ふうけい その5
花火が終わってから、俺とメイドは玄関の段差に座って、空を見上げていた。
昼とは打って変わって、今度はただの真っ黒。
本来であれば、月や星が見えている時間なのだろうが、この世界には月も無ければ星もない。
月は無くとも、星は入り口の電灯が明るいからなのかと思って、メイドに消してもらったが、空は黒色のインク以外を全て忘れたみたいに真っ黒だった。
風流さは……無いな。
「真っ暗だな……」
「そうですね」
残念そうに言った俺とは対照的に、やはり無感動な声のメイド。
「星が見えたら、しばらくぼーっと見てるんだがなあ」
「お好きなのですか? 星」
メイドが反応した。
「ああ、まあそうだな。別に記憶があるわけでもないから、見てみないと何とも言えないが」
月と星を知っているのは、前に居た世界にはあったからだろうと思うし、犬だ熊だといった動物や英雄なんかをモチーフにした星座というものがあったことも知っている。
だが、今のこの世界にはどうやらその光が一切届いていないようだった。
「昼もそうだが、空があまりに殺風景だな」
「そう、ですか」
「ああ。この空には太陽も雲も月も星もない。いくらなんでも寂しすぎるだろ」
「……そう、かもしれませんね」
空を見上げたまま言った俺の言葉に、メイドは珍しく言い淀む。
「私はあまり空を見上げていませんでしたので、気づきませんでした」
「まあ、俺もだな」
「……?」
俺の言葉に疑問符を打ち立てるメイド。
今は……そうだな、何言ってるんだコイツ、だな。
「確かに、普段からいつも空ばかり見ているわけじゃないんだが、たまに見上げるとついつい時間を忘れて見てしまうというか。当たり前のようにあるからこそ、普段は気づかないが、無くなってしまうと寂しいというか」
――随分とこっ恥ずかしいことを言っているぞ。
な、何にせよ今の『小学生が写生大会で、遊びに行きたいけど絵の提出が終わらないと授業が終わりにならないから、画用紙を黒塗りにして夜空描きました、終わり』みたいなのは流石に如何なものかということだ。
「お前は、俺の細かいところにまで気がついてくれるし、正直非常に助かってる。仕事が忙しいから、あまりこの世界をゆっくりと見る時間がなかったのかもしれない。
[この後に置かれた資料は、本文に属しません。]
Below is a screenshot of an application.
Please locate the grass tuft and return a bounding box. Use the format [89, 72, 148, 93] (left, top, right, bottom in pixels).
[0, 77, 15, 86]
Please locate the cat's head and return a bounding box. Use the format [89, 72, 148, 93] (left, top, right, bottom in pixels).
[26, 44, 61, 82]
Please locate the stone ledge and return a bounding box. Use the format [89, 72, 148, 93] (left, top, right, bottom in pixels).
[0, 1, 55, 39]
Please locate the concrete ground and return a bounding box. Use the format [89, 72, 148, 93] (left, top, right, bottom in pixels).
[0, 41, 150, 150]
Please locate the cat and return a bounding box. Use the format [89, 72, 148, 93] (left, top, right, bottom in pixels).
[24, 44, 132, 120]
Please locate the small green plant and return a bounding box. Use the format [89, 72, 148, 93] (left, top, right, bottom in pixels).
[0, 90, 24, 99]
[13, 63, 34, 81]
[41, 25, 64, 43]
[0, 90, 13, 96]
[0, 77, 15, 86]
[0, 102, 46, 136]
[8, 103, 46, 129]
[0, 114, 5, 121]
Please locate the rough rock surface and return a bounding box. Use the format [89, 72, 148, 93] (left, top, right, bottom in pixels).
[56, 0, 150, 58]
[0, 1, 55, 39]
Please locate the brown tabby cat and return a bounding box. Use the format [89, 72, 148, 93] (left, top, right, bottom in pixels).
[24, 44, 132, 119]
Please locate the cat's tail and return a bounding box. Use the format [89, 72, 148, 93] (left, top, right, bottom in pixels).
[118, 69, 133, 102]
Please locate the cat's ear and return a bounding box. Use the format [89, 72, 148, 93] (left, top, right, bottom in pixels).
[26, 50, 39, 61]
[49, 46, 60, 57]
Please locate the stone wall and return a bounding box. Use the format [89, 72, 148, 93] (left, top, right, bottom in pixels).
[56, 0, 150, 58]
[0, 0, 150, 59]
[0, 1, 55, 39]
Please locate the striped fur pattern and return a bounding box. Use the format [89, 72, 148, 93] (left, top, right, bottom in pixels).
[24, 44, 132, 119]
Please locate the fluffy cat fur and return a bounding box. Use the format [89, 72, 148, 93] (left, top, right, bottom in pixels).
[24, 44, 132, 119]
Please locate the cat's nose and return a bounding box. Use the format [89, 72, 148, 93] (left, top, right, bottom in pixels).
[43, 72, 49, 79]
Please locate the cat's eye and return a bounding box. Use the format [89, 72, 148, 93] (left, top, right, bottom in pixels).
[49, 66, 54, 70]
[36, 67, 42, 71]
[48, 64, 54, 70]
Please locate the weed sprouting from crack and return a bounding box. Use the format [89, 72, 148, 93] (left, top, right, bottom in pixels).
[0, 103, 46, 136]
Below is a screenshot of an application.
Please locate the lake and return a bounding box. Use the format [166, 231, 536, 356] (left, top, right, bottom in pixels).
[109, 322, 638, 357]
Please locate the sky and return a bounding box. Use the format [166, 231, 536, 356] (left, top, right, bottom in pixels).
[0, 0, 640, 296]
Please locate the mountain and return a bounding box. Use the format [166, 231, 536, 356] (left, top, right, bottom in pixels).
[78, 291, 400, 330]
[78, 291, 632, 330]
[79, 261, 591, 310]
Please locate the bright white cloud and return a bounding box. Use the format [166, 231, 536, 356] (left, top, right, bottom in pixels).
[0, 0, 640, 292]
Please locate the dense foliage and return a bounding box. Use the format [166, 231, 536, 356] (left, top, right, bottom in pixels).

ただ、もっとこう……この世界にももっと目を向けてやっても良いんじゃないかと思うし、そのために時間が必要なら俺も手伝う」
ますます、こっ恥ずかしいことを言っているような。
「……」
俺の意味不明な言葉に、メイドはしばらく押し黙った後、
「貴方は、この世界を良く見ているんですね」
といつも以上に神妙な面持ちで言った。
「そりゃ、他にやることがないから、ほぼ毎日散歩してるしな」
「……そうですね」
少しだけ困ったような表情を混ぜ込んだ様子のメイドだが、俺は首を横に振って続けた。
「だが、散歩をしていると分かってきたこともある。前に収穫したトマトやぶどう、今日の散歩のときに見に行ったら、既に実を付け直していた。それどころか、前よりも大きくなってたぞ。なんつーか、そういう変化が見えるとちょっと面白いかもしれないな」
「そう、なのですか?」
目を瞬かせるメイド。
「ああ」
何だかいつもより、メイドが声色を変えて反応をするのが楽しくて、俺もついつい饒舌になる。
「動物や虫も居ないが、実が生るってことは品種改良でもされているのかもしれないな。というかこの世界の植物は猛スピードで成長するんだな。ということはぶどうの種を埋めたら明日にはもう育っている可能性もあるのか……?」
最後の方はメイドに言うというより、自問自答になっていたが、
「ま、まあ何にせよ、この世界から抜け出せないんだったら、色々と楽しまなきゃ勿体無いだろう?」
そう言って、俺が笑うと、
「……そうですね」
何か観念したような、それでいて、少しだけ嬉しそうな表情だった。